Magere Jahre in den Pfarreien

Die Gottesdienste sind nicht mehr so gut besucht wie noch vor einigen Jahren und somit wird auch das Geld im Säckel der Pfarrei immer weniger. Der Erhalt der Gotteshäuser und kirchlichen Gebäude gestaltet sich schwieriger. Dies war ein Thema der Pfarrversammlung.

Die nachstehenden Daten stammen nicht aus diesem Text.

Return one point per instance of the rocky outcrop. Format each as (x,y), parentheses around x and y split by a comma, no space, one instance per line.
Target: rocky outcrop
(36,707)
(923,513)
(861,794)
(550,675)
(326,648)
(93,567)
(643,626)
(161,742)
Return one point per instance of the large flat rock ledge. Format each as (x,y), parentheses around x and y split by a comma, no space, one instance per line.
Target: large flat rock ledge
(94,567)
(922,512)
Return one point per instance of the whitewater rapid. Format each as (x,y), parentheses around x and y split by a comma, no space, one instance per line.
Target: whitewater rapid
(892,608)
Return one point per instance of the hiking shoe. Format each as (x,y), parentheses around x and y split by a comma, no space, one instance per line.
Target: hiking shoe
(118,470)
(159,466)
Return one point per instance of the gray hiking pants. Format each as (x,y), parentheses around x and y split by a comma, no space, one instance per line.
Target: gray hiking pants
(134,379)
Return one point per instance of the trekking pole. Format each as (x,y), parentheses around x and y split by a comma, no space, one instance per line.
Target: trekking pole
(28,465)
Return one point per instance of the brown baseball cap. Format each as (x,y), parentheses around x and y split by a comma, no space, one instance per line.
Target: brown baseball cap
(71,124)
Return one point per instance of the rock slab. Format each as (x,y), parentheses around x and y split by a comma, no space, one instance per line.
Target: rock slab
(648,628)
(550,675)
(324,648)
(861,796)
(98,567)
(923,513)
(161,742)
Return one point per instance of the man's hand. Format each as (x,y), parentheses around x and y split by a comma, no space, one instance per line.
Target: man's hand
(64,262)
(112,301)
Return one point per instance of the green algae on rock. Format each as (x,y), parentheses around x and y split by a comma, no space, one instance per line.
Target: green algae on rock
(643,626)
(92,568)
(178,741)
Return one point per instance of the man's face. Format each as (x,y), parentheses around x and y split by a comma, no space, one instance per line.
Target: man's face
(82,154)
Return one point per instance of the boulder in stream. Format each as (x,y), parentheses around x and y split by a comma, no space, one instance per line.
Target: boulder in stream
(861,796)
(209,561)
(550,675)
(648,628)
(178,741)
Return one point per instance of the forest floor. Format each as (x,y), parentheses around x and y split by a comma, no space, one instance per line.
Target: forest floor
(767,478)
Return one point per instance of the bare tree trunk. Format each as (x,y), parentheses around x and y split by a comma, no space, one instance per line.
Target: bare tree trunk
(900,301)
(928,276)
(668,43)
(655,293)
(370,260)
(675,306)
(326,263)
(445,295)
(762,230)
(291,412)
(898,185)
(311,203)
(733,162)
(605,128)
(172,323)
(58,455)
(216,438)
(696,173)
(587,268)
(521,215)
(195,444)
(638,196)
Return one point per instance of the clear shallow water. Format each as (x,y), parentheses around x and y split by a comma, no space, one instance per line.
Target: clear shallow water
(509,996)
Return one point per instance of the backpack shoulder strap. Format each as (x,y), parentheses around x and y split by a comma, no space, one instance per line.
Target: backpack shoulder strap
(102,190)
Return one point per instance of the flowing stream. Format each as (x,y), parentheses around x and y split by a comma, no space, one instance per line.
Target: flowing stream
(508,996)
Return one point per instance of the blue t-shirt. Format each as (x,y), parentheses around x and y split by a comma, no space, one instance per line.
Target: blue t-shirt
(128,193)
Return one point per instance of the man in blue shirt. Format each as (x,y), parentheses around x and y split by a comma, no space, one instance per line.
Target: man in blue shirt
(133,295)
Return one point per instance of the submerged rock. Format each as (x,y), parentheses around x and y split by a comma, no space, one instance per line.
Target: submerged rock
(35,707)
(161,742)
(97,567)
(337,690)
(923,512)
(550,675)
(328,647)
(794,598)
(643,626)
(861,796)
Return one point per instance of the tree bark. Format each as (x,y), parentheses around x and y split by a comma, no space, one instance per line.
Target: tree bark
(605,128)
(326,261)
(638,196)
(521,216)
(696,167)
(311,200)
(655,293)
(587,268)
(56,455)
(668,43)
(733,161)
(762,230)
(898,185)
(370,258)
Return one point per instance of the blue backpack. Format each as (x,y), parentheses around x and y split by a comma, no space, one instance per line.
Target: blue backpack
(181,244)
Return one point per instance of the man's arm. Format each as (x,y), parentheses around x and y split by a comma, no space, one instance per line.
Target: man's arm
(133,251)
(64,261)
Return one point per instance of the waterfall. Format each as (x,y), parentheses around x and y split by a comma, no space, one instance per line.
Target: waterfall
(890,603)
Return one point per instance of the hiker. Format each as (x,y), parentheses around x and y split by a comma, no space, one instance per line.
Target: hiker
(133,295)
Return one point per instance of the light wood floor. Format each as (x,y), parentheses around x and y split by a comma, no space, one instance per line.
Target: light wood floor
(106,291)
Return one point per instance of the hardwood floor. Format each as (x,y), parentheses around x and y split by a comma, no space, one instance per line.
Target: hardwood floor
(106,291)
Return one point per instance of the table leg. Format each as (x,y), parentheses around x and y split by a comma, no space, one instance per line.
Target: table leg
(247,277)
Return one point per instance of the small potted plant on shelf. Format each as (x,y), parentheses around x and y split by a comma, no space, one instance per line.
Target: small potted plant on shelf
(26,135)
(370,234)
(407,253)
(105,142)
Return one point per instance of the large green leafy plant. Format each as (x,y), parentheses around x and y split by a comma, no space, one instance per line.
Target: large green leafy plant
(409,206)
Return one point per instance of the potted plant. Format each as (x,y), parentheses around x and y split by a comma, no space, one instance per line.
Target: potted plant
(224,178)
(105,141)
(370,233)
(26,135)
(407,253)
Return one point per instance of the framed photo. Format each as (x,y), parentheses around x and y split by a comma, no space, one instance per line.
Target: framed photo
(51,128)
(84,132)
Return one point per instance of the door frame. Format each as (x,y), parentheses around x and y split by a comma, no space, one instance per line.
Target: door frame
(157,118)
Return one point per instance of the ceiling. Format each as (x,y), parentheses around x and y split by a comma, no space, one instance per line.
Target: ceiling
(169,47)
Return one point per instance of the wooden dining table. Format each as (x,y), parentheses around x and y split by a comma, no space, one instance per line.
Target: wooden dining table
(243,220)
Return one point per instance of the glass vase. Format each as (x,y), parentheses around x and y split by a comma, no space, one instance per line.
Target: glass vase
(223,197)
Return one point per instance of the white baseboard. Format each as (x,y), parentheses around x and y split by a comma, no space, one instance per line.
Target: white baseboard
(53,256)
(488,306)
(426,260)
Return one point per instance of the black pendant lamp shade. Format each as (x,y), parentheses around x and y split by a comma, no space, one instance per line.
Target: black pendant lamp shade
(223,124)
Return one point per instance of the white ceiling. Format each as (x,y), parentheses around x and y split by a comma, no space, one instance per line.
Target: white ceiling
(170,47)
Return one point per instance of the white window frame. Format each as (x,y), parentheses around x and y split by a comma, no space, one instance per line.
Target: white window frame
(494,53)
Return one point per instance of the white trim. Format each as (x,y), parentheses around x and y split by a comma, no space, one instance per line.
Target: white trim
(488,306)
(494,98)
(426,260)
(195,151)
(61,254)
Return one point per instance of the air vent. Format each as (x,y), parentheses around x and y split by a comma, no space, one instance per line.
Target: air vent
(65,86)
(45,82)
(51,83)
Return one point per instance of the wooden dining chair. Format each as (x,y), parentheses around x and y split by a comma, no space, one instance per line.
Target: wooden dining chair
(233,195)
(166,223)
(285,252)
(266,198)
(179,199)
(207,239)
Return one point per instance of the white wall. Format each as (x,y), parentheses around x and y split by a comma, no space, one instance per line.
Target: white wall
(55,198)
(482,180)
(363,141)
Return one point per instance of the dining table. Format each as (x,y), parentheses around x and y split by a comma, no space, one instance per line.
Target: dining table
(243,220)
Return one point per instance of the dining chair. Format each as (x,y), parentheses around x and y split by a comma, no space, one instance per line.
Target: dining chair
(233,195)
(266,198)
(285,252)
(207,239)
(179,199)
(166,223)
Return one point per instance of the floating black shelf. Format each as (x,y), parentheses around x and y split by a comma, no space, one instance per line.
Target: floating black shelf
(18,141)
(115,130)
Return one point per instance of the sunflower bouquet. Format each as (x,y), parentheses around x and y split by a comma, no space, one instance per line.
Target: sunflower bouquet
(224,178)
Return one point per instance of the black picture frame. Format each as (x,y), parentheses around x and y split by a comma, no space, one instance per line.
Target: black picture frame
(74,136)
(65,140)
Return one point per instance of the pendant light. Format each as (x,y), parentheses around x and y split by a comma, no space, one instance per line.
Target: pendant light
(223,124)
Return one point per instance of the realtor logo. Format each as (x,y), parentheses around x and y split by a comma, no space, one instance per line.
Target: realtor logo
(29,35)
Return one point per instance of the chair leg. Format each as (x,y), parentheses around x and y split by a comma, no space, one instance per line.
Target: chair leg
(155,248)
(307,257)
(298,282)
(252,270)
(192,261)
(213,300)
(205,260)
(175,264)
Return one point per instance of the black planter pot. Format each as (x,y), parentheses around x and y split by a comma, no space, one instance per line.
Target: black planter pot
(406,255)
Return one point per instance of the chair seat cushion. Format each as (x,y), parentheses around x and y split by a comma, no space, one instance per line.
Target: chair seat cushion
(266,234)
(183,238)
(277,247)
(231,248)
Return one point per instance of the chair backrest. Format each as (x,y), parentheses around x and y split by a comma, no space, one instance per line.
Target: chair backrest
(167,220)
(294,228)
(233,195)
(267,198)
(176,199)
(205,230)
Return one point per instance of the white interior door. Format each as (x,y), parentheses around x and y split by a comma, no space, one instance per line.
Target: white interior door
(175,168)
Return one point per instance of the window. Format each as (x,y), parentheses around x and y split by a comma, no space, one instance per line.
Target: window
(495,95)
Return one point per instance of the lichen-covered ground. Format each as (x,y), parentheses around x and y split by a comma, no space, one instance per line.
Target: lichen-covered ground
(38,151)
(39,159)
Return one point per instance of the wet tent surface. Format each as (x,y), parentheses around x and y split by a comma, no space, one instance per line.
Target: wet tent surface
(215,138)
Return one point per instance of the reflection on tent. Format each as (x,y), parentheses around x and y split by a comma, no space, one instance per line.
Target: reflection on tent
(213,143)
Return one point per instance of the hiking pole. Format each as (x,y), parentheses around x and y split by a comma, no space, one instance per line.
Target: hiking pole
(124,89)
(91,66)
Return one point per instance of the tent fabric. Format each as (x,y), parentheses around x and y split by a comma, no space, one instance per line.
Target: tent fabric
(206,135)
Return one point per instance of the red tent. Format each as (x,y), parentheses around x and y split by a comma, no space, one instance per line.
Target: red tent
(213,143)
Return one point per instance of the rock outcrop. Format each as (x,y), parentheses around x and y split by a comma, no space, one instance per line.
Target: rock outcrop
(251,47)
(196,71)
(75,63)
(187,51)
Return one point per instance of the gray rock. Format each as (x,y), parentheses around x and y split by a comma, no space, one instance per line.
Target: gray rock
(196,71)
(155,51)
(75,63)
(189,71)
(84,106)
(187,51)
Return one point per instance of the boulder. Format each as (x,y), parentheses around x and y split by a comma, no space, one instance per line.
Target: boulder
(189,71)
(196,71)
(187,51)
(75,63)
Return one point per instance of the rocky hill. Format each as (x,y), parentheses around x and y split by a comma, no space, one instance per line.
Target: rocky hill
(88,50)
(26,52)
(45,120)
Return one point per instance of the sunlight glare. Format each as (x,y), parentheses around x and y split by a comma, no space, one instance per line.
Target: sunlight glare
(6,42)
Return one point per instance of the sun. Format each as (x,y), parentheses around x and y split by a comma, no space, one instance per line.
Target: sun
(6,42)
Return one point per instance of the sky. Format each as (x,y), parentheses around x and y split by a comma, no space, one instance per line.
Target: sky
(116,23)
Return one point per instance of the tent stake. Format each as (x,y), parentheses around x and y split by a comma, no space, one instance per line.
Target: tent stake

Pfarrgemeinderatsvorsitzender Johannes Lindner nannte als einschneidende Ereignisse den Weggang von Pastoralreferentin Ute Zeilmann und die überraschende Mitteilung von Pfarrer Kurian Chackupurackal, dass er die Pfarrei Michelfeld verlasse. Seit 1. September betreuen nun Dekan Pater Dominik Sobolewski und Pater Frank Schwegler die Pfarrei Michelfeld.

Weniger Personal

Lindner sprach die Nöte der Kirchen an: Weniger finanzielle Mittel, weniger hauptamtliches Personal, weniger praktizierende Christen. Der Glaube scheint in weiten Bevölkerungskreisen keine Rolle mehr zu spielen und besonders schmerzlich sei, dass die Zahl der Kinder, Jugendlichen und jungen Erwachsenen, die an Kirche und Pfarrgemeinde interessiert sind, zurück geht.

Angebot nutzen

Lindner bat die Versammelten, sich nicht nur mit dem Besuch des Sonntagsgottesdienstes zu begnügen, sondern das vielfältige Angebot der Pfarrgemeinden zu nutzen. Mit kommentierten Fotos listete Johannes Lindner über 50 Ereignisse aus den Jahren 2012 bis 2014 auf, an denen auch der Pfarrgemeinderat zum großen Teil mitgewirkt hat.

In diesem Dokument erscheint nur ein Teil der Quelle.